You have to get KOLs excited. You have to write the IND and do the animal studies. So there’s a lot of work. I mean, we’re -- it’s not a fact that, we did this with LP-284, which is a molecule that didn’t even exist when we went public, three years ago to now we’re about to launch into a trial. I mean, that’s like a -- and again, the total cost of less than $2.5 million. So it’s a challenge. I think there are companies that are in trials though. I mean, so not just Lantern, but there are companies like Recursion that are in trials companies like Axantia [ph] that are in trials.

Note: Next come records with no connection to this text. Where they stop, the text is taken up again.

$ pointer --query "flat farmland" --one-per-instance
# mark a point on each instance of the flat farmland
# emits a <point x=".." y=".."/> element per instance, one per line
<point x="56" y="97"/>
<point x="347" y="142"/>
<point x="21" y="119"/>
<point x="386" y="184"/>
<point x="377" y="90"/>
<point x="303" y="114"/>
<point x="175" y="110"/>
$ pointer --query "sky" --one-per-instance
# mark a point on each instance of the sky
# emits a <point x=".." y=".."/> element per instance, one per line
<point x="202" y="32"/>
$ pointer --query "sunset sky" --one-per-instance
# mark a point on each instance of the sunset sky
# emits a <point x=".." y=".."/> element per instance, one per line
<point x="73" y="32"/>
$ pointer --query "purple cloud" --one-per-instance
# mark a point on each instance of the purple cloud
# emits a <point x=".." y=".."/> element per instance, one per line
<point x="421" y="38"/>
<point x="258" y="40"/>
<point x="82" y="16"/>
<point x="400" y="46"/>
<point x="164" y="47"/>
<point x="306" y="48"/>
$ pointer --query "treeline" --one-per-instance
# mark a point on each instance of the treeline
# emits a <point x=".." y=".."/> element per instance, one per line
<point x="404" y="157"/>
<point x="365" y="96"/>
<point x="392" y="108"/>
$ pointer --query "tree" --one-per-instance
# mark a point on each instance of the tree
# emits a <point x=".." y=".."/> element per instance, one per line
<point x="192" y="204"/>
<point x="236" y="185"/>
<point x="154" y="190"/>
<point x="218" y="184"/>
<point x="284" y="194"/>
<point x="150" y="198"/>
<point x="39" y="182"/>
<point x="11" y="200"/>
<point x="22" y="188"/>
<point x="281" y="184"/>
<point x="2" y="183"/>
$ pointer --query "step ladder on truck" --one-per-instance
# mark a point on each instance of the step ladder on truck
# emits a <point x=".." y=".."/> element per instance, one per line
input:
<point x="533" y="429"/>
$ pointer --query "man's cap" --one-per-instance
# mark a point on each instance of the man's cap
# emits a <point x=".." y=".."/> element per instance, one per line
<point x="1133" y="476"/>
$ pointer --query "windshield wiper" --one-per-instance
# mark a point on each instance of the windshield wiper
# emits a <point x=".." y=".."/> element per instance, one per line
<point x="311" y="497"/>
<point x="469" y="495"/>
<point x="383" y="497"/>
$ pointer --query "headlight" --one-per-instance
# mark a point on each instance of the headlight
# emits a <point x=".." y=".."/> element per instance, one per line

They are larger companies significantly than ours by a factor of like $20 million, burning $50 million, $60 million, $70 million. But the benefit of AI is really to reduce the time and cost, but there’s still you need biology and manufacture knowledge and CMC to then really advance it into humans. And so we’ve kind of really built Lantern to being a really fit for purpose in oncology, and that’s why we have a focused team, we work with a lot of KOLs and outside experts.
So everyone at Lantern believes in a multi-disciplinary approach. So whether it be our CSO or even our data scientists, they’re not just data people. They also understand cancer. And even the cancer biologists really try to understand the data science. And so it’s a -- we’re kind of fit for purpose, specifically in oncology. A lot of the larger companies are going after lots of disease states, and I think that kind of focus or lack of focus can keep them from advancing into human trials as quickly as we have.
I appreciate that very thoughtful response.
Thank you, Tony. And that’s all the time we have for questions today. Thank you so much for tuning in, and we hope you have a great rest of your day.